Once you have the basics drafted, carefully craft your resume’s content and design, being sure to not fall victim to often-committed branding mistakes. Your resume should be structured as follows…

Heading: Include your name, cell phone number, and personal email address. We omit physical addresses these days and list the city and state of residence. Home phone numbers are increasingly rare, so if you have a mobile number, only list that as a preferred method of contact. Be sure your email address does not contain numbers that look like birth years nor uses what could be seen as an “older” carrier (sorry, AOL and Hotmail).
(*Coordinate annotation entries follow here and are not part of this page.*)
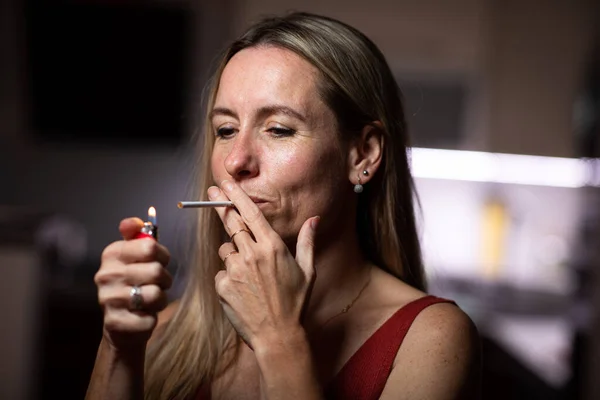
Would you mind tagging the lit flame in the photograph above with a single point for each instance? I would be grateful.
(152, 215)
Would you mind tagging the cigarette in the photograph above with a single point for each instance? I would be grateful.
(196, 204)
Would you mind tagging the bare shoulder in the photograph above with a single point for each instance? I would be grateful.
(439, 358)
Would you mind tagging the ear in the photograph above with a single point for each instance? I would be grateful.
(366, 152)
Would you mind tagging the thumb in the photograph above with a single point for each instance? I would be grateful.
(305, 248)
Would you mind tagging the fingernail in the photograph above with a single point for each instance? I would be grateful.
(226, 185)
(315, 222)
(213, 192)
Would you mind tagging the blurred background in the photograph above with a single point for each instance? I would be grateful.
(99, 98)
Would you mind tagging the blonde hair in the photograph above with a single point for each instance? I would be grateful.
(199, 343)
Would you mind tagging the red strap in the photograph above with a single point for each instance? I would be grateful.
(365, 374)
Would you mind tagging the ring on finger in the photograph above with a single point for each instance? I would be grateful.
(232, 252)
(238, 231)
(137, 300)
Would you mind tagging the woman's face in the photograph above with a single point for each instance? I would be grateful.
(278, 139)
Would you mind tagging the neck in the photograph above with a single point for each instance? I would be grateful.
(342, 271)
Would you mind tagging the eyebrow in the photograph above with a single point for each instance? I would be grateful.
(262, 112)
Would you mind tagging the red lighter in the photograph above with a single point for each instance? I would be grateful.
(150, 229)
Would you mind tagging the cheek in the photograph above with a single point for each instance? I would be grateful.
(217, 165)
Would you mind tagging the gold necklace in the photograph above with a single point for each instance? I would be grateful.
(349, 305)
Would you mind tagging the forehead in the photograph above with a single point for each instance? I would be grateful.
(268, 74)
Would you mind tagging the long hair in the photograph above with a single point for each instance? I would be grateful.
(355, 81)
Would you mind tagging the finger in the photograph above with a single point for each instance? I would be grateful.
(152, 273)
(251, 215)
(116, 272)
(129, 227)
(232, 221)
(122, 320)
(153, 299)
(305, 247)
(136, 251)
(225, 251)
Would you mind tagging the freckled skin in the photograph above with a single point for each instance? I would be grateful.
(300, 175)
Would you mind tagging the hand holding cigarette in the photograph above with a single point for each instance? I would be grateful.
(201, 204)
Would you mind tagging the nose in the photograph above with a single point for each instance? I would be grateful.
(241, 162)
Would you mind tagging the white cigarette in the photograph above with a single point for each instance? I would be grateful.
(196, 204)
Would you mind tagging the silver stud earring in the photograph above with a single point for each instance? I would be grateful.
(358, 188)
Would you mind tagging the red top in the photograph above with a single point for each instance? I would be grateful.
(365, 374)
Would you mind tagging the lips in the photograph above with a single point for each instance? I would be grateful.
(257, 200)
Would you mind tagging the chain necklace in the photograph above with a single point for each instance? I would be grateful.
(349, 305)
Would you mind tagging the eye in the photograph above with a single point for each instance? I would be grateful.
(281, 131)
(225, 132)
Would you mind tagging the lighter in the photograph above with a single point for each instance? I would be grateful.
(150, 229)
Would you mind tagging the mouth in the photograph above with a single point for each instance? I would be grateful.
(257, 200)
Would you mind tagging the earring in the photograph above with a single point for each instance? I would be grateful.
(358, 188)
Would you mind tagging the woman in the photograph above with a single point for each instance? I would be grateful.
(317, 270)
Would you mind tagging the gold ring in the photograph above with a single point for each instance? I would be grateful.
(238, 231)
(228, 254)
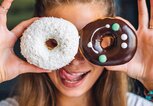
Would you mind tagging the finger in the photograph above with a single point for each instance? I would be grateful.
(122, 68)
(151, 14)
(19, 29)
(25, 67)
(143, 13)
(5, 5)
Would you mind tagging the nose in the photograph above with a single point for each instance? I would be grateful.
(79, 59)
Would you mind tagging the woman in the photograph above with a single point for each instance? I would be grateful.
(99, 87)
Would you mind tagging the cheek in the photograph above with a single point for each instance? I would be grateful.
(53, 76)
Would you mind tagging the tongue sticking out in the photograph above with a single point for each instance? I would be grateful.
(71, 76)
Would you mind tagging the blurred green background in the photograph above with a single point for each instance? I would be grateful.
(19, 11)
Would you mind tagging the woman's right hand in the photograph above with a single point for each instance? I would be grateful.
(10, 65)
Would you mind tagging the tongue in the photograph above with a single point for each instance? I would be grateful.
(65, 75)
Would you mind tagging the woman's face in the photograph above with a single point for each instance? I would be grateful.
(79, 76)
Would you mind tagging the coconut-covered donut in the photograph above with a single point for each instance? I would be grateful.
(50, 43)
(108, 41)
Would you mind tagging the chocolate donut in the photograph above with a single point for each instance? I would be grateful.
(108, 41)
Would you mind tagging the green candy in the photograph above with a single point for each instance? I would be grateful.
(115, 27)
(102, 58)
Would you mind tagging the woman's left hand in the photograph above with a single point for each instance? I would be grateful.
(141, 66)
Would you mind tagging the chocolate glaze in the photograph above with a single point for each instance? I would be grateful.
(115, 53)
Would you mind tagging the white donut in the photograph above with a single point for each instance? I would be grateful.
(33, 43)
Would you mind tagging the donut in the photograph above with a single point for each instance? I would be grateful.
(50, 43)
(108, 41)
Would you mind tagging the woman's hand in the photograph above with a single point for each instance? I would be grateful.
(141, 66)
(10, 65)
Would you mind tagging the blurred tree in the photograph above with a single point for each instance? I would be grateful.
(19, 11)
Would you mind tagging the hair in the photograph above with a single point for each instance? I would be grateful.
(38, 90)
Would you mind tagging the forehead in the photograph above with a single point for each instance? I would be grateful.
(78, 14)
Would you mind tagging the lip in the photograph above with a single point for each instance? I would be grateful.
(72, 79)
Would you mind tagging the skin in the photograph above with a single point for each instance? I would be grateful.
(140, 67)
(78, 96)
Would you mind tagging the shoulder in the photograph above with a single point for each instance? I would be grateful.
(9, 102)
(135, 100)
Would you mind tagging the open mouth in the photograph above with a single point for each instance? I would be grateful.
(72, 79)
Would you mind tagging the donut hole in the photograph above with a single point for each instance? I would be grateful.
(107, 41)
(51, 44)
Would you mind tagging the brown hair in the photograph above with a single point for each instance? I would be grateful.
(38, 90)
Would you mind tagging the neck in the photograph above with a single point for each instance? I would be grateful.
(83, 100)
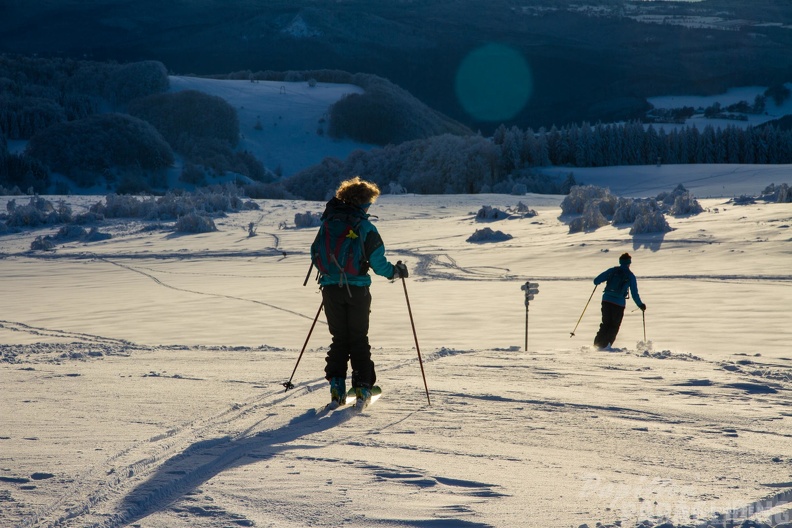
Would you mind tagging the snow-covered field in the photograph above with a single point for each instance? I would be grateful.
(141, 375)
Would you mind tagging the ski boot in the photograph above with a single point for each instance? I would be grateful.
(337, 392)
(363, 395)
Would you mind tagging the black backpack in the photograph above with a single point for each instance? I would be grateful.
(617, 280)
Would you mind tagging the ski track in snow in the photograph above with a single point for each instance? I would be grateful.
(172, 465)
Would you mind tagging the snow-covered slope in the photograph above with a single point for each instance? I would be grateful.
(142, 374)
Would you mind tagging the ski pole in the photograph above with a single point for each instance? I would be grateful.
(308, 275)
(584, 310)
(289, 384)
(415, 335)
(643, 314)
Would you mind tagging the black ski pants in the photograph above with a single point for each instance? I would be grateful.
(348, 319)
(612, 315)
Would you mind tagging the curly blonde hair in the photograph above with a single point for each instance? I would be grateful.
(357, 192)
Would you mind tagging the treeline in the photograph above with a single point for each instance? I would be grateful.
(105, 123)
(508, 162)
(446, 164)
(636, 144)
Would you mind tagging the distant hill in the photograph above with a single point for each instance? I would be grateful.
(586, 60)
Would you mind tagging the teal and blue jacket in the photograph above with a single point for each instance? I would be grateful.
(374, 248)
(620, 295)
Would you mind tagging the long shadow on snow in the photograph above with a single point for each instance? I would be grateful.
(203, 460)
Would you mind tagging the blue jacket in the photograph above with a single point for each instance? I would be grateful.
(372, 243)
(619, 297)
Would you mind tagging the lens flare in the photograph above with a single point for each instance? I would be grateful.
(493, 83)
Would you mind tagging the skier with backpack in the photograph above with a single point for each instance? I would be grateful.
(346, 247)
(619, 283)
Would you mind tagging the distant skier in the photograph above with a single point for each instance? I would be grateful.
(619, 280)
(346, 247)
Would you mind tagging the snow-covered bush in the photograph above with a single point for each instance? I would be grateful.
(685, 205)
(307, 219)
(70, 232)
(216, 201)
(487, 213)
(194, 223)
(628, 210)
(679, 202)
(777, 193)
(523, 210)
(519, 189)
(37, 212)
(651, 222)
(95, 236)
(125, 206)
(396, 188)
(42, 243)
(488, 235)
(580, 195)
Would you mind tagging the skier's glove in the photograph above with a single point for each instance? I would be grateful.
(400, 271)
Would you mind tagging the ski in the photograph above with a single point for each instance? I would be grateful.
(376, 391)
(351, 399)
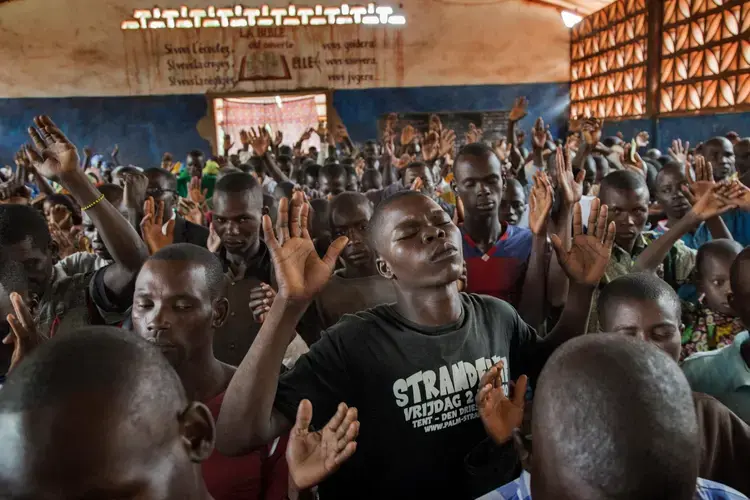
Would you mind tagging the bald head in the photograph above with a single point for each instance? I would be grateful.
(614, 419)
(99, 410)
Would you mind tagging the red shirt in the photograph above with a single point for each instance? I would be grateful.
(262, 474)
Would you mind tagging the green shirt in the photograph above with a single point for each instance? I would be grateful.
(722, 374)
(676, 269)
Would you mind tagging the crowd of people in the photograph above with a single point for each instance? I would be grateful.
(378, 320)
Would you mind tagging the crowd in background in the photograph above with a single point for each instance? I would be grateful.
(169, 329)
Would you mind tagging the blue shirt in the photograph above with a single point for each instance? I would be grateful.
(738, 223)
(722, 374)
(520, 489)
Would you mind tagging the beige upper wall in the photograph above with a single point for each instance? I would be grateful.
(76, 48)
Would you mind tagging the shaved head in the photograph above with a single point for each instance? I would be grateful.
(613, 418)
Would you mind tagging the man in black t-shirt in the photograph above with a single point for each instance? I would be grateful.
(411, 368)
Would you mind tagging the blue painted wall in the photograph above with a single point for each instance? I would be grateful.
(359, 109)
(688, 128)
(146, 127)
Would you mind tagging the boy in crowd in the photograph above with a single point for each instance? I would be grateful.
(67, 302)
(357, 286)
(122, 424)
(238, 205)
(179, 302)
(670, 182)
(626, 195)
(513, 203)
(194, 166)
(502, 260)
(643, 306)
(710, 322)
(632, 397)
(411, 368)
(725, 373)
(99, 257)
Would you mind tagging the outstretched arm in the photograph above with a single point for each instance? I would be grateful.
(248, 417)
(57, 159)
(584, 263)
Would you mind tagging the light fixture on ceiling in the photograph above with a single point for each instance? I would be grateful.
(570, 19)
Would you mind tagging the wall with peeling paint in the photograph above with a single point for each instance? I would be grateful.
(76, 48)
(70, 59)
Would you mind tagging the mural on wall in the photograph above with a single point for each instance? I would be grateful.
(263, 49)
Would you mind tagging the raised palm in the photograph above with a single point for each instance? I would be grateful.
(540, 203)
(519, 110)
(53, 155)
(588, 256)
(313, 456)
(500, 414)
(571, 187)
(300, 273)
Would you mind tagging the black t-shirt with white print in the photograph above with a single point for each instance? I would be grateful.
(414, 387)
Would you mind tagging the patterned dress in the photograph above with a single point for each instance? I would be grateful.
(706, 330)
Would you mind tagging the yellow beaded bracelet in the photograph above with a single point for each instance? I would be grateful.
(93, 203)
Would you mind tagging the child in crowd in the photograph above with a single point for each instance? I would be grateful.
(373, 245)
(711, 323)
(643, 306)
(725, 373)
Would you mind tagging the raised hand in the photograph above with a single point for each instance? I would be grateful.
(66, 245)
(407, 135)
(642, 139)
(53, 155)
(190, 211)
(16, 181)
(571, 187)
(214, 242)
(152, 226)
(589, 254)
(260, 141)
(261, 299)
(737, 194)
(700, 183)
(244, 139)
(313, 456)
(502, 150)
(195, 194)
(519, 110)
(499, 414)
(24, 335)
(431, 146)
(300, 273)
(306, 135)
(539, 134)
(474, 134)
(632, 161)
(436, 125)
(447, 143)
(678, 151)
(540, 203)
(227, 145)
(714, 202)
(134, 191)
(592, 130)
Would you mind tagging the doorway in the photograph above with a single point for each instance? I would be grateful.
(292, 114)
Qualifications Summary: Up-to-date resumes open with qualifications summaries, serving as an executive summary of the information contained throughout the remainder of the resume. As an experienced professional, you should have a two-page resume, making the qualifications summary critical to the four-to-seven-second screening process. Take the time to make this summary market you well, conveying why a hiring manager cannot afford not to bring you in for an interview.

Professional Experience: When reviewing your career, remember that hiring managers are much more interested in what you have done recently, and of course, what most relates to their needs. Be sure to focus on the last 10-15 years of your career, particularly if you apply for a position that does not necessitate more experience. Structure your content with more focus on accomplishments versus responsibilities, realizing that many of your competitors may be coming from similar roles with identical job descriptions. Your achievements or key contributions are what are unique about your candidacy.

Education: Present your college degree (if you have one) and never include your high school diploma unless you are pursuing a blue-collar job. It is assumed you possess a diploma, so if you do not have a degree, including a high school diploma only highlights the lack of a college education.

Value-Added Information: End your resume with any other value-added details such as affiliations, certifications, training, volunteer work, and anything else that brings credence to your professional candidacy.

Check out professional resume writing websites like my own for ideas on attractive formatting, being sure to create your own look that doesn’t look like an overused Word template available to the masses. The look of your resume says a lot about your candidacy, your attention to detail, and your ability to create an engaging document.